Your balance sheet is a critical tool to understand what your business assets are worth. The problem is, the information on it can be misleading because not all assets are valued the same way. If you learn the basics of understanding asset valuation, you’ll have a better sense of your business assets‘ actual value.
Asset Valuation Basics
Some of your business assets are stated at fair market value, which is the price at which they’d they would sell in a healthy market. Most, however, are not. U.S. accounting standards tend to be quite conservative, so, when in doubt, accountants usually understate your financial position rather than overstate it. The value of assets on the financial statement are often reduced (or “written down”) but can rarely be written up. And some aren’t measured at all. This means your company assets can be worth a whole lot more than their book value.

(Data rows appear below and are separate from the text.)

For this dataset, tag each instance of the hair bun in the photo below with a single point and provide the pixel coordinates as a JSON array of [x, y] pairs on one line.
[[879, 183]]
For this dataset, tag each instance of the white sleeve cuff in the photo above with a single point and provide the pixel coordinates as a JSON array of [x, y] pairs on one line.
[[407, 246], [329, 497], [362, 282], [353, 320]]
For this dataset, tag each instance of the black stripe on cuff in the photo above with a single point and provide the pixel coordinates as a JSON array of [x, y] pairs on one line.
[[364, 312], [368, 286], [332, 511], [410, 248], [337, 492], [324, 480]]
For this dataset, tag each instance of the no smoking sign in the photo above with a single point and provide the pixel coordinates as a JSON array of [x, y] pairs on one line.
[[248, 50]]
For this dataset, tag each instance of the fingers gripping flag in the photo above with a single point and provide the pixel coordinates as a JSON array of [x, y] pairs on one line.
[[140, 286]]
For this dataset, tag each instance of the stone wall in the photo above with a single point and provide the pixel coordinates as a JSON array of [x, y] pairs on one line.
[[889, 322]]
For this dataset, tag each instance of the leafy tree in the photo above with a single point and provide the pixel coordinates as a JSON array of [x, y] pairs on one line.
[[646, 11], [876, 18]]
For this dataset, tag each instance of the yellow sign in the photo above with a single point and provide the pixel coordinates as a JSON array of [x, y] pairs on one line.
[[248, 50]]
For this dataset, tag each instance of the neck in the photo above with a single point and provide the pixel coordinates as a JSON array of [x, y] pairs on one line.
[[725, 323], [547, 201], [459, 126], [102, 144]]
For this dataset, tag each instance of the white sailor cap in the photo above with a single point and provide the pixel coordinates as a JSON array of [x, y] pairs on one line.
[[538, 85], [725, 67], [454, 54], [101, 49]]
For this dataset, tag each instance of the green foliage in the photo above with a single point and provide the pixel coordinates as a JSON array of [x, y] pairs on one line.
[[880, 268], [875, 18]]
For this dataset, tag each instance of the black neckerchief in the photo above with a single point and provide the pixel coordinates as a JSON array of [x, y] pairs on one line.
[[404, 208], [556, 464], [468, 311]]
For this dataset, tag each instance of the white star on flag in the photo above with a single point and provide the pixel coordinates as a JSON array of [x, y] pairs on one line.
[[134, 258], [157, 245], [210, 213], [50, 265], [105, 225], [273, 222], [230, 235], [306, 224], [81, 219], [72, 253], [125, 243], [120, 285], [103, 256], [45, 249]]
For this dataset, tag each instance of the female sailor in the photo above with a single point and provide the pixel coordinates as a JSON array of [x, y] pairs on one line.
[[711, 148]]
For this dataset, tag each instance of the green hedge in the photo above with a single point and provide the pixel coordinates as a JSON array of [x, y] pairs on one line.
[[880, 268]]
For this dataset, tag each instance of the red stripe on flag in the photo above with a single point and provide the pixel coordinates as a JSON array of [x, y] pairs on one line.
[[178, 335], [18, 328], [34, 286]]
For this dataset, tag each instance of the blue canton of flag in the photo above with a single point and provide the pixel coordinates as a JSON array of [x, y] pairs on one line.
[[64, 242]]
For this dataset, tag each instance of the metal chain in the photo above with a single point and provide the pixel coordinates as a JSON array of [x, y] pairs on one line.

Property, Plant, and Equipment
These include office space, computer equipment, furniture, and machinery your company has purchased. These assets are recorded at their purchase cost less accumulated depreciation. Accountants record a portion of depreciation expense every year based on the estimated useful life of the asset. Property, plant, and equipment can be written down if its value drops dramatically, but it can’t be written up if its value increases.
Any land your business owns is recorded at historical cost. Because land usually has an unlimited useful life, generally accepted accounting standards mandate that land is never depreciated. It’s also never written up, even if its fair market value increases.
Inventory is anything that you purchase with the intent of reselling. Inventory is recorded at the price that you paid for it. It must be written down to market value if it becomes obsolete, damaged, or its value otherwise drops. It cannot, however, be written up.
Securities that the company has invested in and/or purchased to trade on the market and securities available for sale are reported at their fair market value. Typically, this is the value that they’re currently trading at on the stock market.
Goodwill represents intangible assets that give your company extra value. A loyal customer base, a skilled team of engineers, and excellent brand recognition are all examples of goodwill.
For most companies, these intangible assets are not measured or recorded at all. The only time goodwill is calculated is when a company is acquired or sold.
The book value of your assets and the true value of your assets are two totally different concepts. The book value of your assets provides a conservative estimate of what resources you have, assuming you’re going to continue business as usual. If you’re planning to sell your company, though, you can’t necessarily rely on your balance sheet to determine its value. Instead, talk with a financial professional about obtaining a business valuation.